Eine Freak-Show

„Shockheaded Peter“ vom Rheinischen Landestheater Neuss

von Daniel Diekhans

Shockheaded Peter, Laila Richter - Foto: Marco Piecuch

Eine Freak-Show
 
„Shockheaded Peter“ vom Rheinischen Landestheater Neuss
 
Eine „Junk Opera“ von Phelim McDermott und Julian Crouch nach „Der Struwwelpeter“ von Heinrich Hoffmann. Mit Musik von The Tiger Lillies. Ins Deutsche übersetzt von Andreas Marber. Altersempfehlung: ab 14 Jahren.
 
Inszenierung: Philipp Moschitz - Bühne und Kostüme: Isabelle Kittnar
Besetzung: Philippe Ledun, Ulrich Rechenbach, Laila Richter, Antonia Schirmeister, Sarah Wissner
Band: Matthias Flake, Leo Henrichs und Pablo Liebhaber
 
Generationen von Kindern hat das „Struwwelpeter“-Buch das Gruseln gelehrt. 1844 erstmals veröffentlicht, glänzen die vom Arzt Heinrich Hoffmann erdachten Geschichten noch heute durch Drastik und Grausamkeit. Charaktere wie Suppenkasper und Zappelphilipp sind sprichwörtlich geworden. Vor gut 20 Jahren nahmen sich die britischen Theatermacher Phelim McDermott und Julian Crouch den „Struwwelpeter“ vor und destillierten daraus – gemeinsam mit der Band The Tiger Lillies – ein schwarzhumoriges Musiktheaterstück.
Mit diesem „Shockheaded Peter“ tourt zurzeit das Rheinische Landestheater Neuss und machte auch Station im Remscheider Teo Otto Theater. Auf die komische Szenenfolge stimmt die Band ein, die mit auf der Bühne sitz. Schon während die 150 Gäste ihre Plätze einnehmen, spielen „The Shockheads“ – Matthias Flake, Leo Henrichs und Pablo Liebhaber – angenehm schräge Melodien. Dann hatte der Struwwelpeter seinen großen Auftritt. Genauer: Schauspielerin Laila Richter.
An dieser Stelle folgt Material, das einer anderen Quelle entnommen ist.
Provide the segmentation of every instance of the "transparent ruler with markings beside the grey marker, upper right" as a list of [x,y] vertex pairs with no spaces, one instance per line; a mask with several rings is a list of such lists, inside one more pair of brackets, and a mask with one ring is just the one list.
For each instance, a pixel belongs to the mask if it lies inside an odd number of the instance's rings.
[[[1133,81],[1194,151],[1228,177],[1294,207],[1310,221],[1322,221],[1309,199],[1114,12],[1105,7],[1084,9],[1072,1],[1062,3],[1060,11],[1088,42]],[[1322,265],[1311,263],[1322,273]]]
Shockheaded Peter, Ulrich Rechenbach - Foto: Marco Piecuch

Mit Scherenhänden und verwuschelter Langhaarperücke kommt sie nah ran an den „garstigen“ Buhmann aus der Buchvorlage. Ihre rot-blaue Uniform erinnert dagegen an einen Zirkusdirektor. Wie dieser macht Richter Ansagen, führt durch die Handlung und kommentiert sie. Und gibt zu Beginn ein Versprechen ab: „Unsere Freaks sind nicht die Kinder, sondern die Eltern.“ Das klingt nach einem echten „Anti-Struwwelpeter“. Nach einem Stück, in dem nicht die Kleinen, sondern die Großen – Vertreter der Ordnung und Autorität – karikiert werden.
Vielversprechend ist auch das Bühnenbild von Isabelle Kittnar. Auf einer Drehbühne erscheint mal eine geschlossene Hausfront, mal ein grell ausgeleuchteter Innenraum. Klar, Familien sind geschlossene Systeme, in die Außenstehende selten einen Einblick bekommen. Für Einblicke sorgt hier die rotierende Bühne, die der Struwwelpeter von Szene zu Szene in Gang setzt. Was das Publikum zu sehen bekam, war nun aber nicht wie angekündigt eine Satire gegen Erwachsene und ihr Fehlverhalten.
 

Shockheaded Peter, Band - Foto Marco Piecuch

Von A bis Z zeigt Philipp Moschitz eine Freakshow. Familien, deren Mitglieder sich allesamt ungehemmt daneben benehmen. Im rasant-hektischen Spiel von Philippe Ledun, Ulrich Rechenbach, Antonia Schirmeister und Sarah Wissner ist für Nuancen kein Platz. Zwischendurch fielen ein paar Gags ab, die das Publikum dankbar beklatschte. Der Zappelphilipp ist ein ADHS-Kid, der Suppenkasper magersüchtig – auch aus den modernen Lesarten, die „Shockheaded Peter“ bietet, macht der Regisseur nicht viel.
Stattdessen setzt er auf visuelle Effekte. Da fackeln die Schauspieler ein Puppenhaus ab oder verspritzen Kunstblut. Ganz zum Schluß schwebt eine Struwwelpeter-Puppe gen Schnürboden, und Richter beschwört „die Kraft der Fantasie“. Die Frage ist nur: Hilft einem Fantasie aus realen, bedrückenden Familienverhältnissen heraus? Bezeichnend war, daß die Musiker beim Gastspiel im Teo Otto Theater stärkeren Beifall bekamen als die Schauspieler.